Não foi uma inauguração qualquer. Para uma cidade que tem ruas e avenidas paradas todos os dias, uma nova linha de metrô é sempre um acontecimento. E essa, mais ainda. A Linha 17-Ouro, por enquanto, tem sete estações, ligação com outra linha do metrô e uma de trem. Vai do Morumbi ao Aeroporto de Congonhas.
O governador Tarcísio de Freitas disse que a inauguração encerra um ciclo de vergonha e atraso.
“Essa obra ficou parada muitos anos, por causa da falta de competência, de planejamento, da corrupção, e virou um símbolo da ineficiência, mais uma obra parada. Essa sempre vinha à tona, sempre era colocada como um elefante branco”, afirmou.

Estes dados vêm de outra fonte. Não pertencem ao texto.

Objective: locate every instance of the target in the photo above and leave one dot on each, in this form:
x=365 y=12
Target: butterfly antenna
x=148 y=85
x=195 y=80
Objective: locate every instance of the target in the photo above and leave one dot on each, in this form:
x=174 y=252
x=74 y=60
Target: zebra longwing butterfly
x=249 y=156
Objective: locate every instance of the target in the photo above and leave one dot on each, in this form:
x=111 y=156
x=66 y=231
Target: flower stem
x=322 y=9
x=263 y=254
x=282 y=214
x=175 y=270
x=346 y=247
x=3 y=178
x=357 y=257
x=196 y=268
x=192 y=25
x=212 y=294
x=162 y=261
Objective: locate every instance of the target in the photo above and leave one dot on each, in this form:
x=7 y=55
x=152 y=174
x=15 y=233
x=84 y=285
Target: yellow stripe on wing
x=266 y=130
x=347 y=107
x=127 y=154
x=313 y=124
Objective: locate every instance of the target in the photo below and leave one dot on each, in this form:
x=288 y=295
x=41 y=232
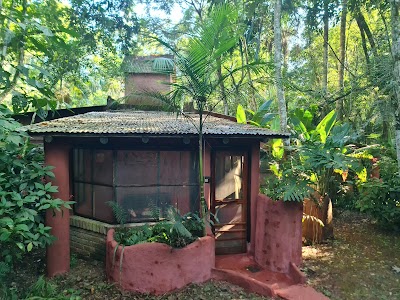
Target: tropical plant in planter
x=309 y=167
x=150 y=256
x=199 y=73
x=323 y=153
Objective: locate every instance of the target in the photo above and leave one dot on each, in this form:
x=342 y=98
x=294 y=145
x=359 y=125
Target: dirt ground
x=362 y=262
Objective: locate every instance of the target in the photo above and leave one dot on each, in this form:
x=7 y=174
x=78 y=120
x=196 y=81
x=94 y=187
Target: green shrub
x=380 y=198
x=24 y=194
x=176 y=231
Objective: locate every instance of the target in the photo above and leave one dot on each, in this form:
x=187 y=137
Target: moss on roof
x=147 y=122
x=148 y=64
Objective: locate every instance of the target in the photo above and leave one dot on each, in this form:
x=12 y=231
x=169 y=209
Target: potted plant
x=159 y=258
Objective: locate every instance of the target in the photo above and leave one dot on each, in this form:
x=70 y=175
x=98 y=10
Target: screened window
x=145 y=183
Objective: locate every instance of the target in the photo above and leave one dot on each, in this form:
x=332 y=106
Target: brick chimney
x=146 y=74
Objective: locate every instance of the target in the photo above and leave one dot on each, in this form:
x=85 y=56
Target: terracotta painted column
x=58 y=253
x=207 y=172
x=254 y=191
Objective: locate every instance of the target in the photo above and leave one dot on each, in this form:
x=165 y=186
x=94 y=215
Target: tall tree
x=342 y=58
x=326 y=48
x=395 y=17
x=278 y=65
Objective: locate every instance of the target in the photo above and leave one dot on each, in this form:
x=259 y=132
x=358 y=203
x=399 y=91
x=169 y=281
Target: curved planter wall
x=158 y=268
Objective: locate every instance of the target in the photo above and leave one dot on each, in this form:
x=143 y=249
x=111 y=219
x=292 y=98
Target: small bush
x=24 y=194
x=381 y=197
x=178 y=231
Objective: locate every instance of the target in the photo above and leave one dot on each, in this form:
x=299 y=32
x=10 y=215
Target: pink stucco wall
x=254 y=191
x=278 y=237
x=58 y=253
x=158 y=268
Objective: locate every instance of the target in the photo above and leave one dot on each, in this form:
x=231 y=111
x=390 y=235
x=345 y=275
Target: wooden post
x=58 y=254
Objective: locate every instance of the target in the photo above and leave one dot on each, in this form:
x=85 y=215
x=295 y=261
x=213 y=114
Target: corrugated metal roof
x=148 y=64
x=146 y=122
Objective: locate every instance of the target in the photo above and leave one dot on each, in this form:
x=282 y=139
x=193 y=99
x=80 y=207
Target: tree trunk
x=363 y=41
x=342 y=57
x=278 y=65
x=326 y=40
x=395 y=16
x=222 y=86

A linha funciona na superfície. Os vagões têm uma configuração bem diferente da que estamos acostumados no metrô paulistano. São menores, têm menos assentos. São cinco vagões, com capacidade para cerca de 600 passageiros. O trem é todo automatizado e sem condutor.

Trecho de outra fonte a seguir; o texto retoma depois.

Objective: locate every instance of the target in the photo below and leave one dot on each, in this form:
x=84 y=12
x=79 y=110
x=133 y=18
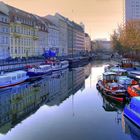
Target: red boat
x=110 y=88
x=134 y=90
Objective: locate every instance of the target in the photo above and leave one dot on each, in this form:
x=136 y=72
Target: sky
x=100 y=17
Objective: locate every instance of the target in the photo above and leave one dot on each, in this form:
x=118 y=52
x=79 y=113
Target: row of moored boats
x=32 y=73
x=120 y=83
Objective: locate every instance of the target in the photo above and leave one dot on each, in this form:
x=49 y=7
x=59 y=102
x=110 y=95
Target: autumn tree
x=126 y=39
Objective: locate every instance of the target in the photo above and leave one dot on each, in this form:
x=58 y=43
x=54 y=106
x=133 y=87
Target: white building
x=132 y=10
x=61 y=23
x=87 y=43
x=53 y=36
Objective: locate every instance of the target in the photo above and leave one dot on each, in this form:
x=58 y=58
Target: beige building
x=87 y=43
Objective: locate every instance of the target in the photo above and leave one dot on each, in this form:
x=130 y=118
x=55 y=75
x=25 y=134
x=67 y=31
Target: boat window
x=14 y=78
x=18 y=76
x=4 y=79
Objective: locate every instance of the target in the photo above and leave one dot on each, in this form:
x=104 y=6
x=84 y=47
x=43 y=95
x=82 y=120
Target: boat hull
x=34 y=75
x=131 y=115
x=12 y=84
x=112 y=95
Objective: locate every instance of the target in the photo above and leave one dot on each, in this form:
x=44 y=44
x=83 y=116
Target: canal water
x=63 y=106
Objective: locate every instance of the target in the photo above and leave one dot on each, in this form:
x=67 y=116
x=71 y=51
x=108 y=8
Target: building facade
x=87 y=43
x=53 y=36
x=78 y=39
x=4 y=32
x=132 y=10
x=42 y=42
x=61 y=23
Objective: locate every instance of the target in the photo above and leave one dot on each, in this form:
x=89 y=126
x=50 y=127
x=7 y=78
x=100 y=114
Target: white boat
x=64 y=64
x=13 y=78
x=39 y=71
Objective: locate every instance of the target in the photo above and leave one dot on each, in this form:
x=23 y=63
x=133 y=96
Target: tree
x=126 y=39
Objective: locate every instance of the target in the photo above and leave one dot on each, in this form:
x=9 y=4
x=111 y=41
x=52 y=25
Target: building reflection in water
x=130 y=128
x=113 y=106
x=20 y=102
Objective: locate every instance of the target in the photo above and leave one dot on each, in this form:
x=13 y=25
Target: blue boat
x=132 y=111
x=39 y=71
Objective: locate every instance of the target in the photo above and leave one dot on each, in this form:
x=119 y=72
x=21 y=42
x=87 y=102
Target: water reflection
x=20 y=102
x=130 y=128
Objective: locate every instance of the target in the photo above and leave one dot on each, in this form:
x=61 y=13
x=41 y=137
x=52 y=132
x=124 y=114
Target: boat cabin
x=119 y=71
x=12 y=77
x=126 y=63
x=109 y=77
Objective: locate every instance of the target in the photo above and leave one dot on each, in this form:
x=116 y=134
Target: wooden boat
x=55 y=64
x=64 y=64
x=109 y=87
x=13 y=78
x=134 y=90
x=39 y=71
x=126 y=81
x=132 y=111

Esta linha é o símbolo da paciência do paulistano. Ela foi prometida para 2014. Deveria ter melhorado a mobilidade de torcedores na Copa, naquele ano.

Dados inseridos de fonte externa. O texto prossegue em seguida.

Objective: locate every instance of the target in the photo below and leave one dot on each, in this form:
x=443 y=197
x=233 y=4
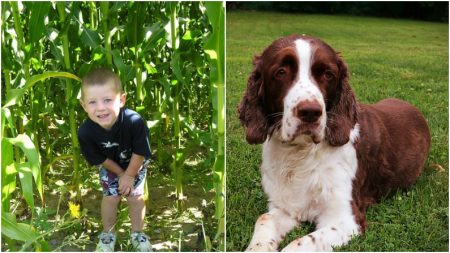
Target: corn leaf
x=37 y=27
x=28 y=148
x=90 y=38
x=26 y=181
x=17 y=231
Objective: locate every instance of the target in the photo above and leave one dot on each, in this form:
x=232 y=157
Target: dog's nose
x=308 y=111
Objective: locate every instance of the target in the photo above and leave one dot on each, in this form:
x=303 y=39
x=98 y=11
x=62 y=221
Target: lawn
x=386 y=58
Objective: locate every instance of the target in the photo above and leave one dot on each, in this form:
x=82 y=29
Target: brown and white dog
x=326 y=157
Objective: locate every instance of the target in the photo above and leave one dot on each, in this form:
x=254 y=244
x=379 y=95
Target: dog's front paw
x=262 y=247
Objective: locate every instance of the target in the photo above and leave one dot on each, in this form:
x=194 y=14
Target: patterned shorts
x=110 y=182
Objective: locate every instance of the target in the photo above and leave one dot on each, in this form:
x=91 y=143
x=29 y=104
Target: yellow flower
x=74 y=210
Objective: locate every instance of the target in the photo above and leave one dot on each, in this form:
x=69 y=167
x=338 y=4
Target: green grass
x=386 y=58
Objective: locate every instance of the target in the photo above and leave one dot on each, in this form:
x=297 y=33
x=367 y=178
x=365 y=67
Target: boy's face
x=102 y=103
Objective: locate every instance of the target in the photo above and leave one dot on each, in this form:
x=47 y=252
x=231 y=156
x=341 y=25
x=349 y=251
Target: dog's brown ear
x=343 y=113
x=251 y=111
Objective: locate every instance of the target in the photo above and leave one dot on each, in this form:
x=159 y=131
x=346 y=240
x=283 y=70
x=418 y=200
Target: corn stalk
x=214 y=47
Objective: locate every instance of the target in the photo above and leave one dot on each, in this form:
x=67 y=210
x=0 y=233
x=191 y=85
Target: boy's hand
x=126 y=184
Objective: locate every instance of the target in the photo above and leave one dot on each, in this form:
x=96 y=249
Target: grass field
x=386 y=58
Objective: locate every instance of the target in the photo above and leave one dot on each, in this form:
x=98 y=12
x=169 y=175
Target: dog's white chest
x=306 y=182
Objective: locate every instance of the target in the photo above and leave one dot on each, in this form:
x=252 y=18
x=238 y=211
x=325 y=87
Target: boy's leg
x=109 y=212
x=136 y=208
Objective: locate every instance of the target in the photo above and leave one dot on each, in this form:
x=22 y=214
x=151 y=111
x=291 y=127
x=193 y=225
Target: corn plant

Agora, 12 anos depois, 6,7 quilômetros inaugurados, o governo paulista anunciou estudos para expansão do trajeto. A próxima fase levará o metrô a uma das maiores favelas do Brasil, a de Paraisópolis.
As obras da Linha Ouro começaram em 2012, mas várias razões explicam a demora na entrega.
“O mais importante foi a falência da empresa que é fabricante dos trens. O sistema monotrilho, diferente de outros sistemas, é todinho customizado. A via permanente, as plataformas, toda a estrutura é daquele tipo de trem. Então, quando aquela empresa da Malásia entrou em falência, precisou desenvolver todo um trabalho de reengenharia, de uma empresa que pudesse adaptar um produto às necessidades daquela estrutura de via e plataforma”, avalia Jean Pejo, diretor do Departamento de Desenvolvimento de Infraestrutura e Logística do Instituto de Engenharia.
Com a inauguração desta terça-feira, a maior cidade da América do Sul passa a ter 110,9 quilômetros de trilhos de metrô.